Nonstandard spin 2 field theory

TL;DR

This paper explores alternative consistent theories for spin-2 fields beyond General Relativity by imposing specific constraints, leading to a parameterized family of theories that break certain symmetries.

Contribution

It introduces a new class of spin-2 field theories constrained to eliminate non-physical degrees of freedom, extending the linear Fierz-Pauli framework with a parameterized nonlinear order.

Findings

A consistent spin-2 theory is achieved with a constraint eliminating undesired components.

The theory is characterized by a parameter epsilon measuring symmetry breaking.

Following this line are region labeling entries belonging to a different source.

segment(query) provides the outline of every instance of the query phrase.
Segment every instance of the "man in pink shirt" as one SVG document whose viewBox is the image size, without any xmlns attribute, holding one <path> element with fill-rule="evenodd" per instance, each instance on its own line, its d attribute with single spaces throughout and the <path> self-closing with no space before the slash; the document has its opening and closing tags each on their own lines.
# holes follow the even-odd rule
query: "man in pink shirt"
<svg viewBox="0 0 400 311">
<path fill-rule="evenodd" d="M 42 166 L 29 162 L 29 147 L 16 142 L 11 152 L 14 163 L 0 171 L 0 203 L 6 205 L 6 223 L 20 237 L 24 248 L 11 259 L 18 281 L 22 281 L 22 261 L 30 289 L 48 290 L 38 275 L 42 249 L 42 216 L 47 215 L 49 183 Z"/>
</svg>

General Relativity is recovered as a limit when epsilon approaches zero.

Abstract

It is usually accepted that General Relativity is the only consistent theory which can be obtained starting from the linear Fiertz-Pauli Lagrangian. It is the aim of the present paper to study whether, under certain requirements, a different and consistent theory can be found. These requirements will be the common ones encountered in flat field theory: removal of the non physical degrees of freedom and conservation of the energy momentum currents determined by Noether's Theorem. It will be shown that imposing certain constraint (related to the elimination of the undesired components of the reducible representation) on the field manifold, a consistent theory (at least to first order in nonlinearties) is achieved. The theory obtained proceeding this way is characterizd, to the lowest nonlinear order, by certain parameter epsilon. General Relativity's corresponding term is found to be a limit case when the parameter tends to zero. So, epsilon measures at this level the size of the breaking of the global symmetry appearing in General Relativity i.e. diff.invariance. It remains as open questions the matters of the theory's solvability to all orders and the appearence of it's quantized version.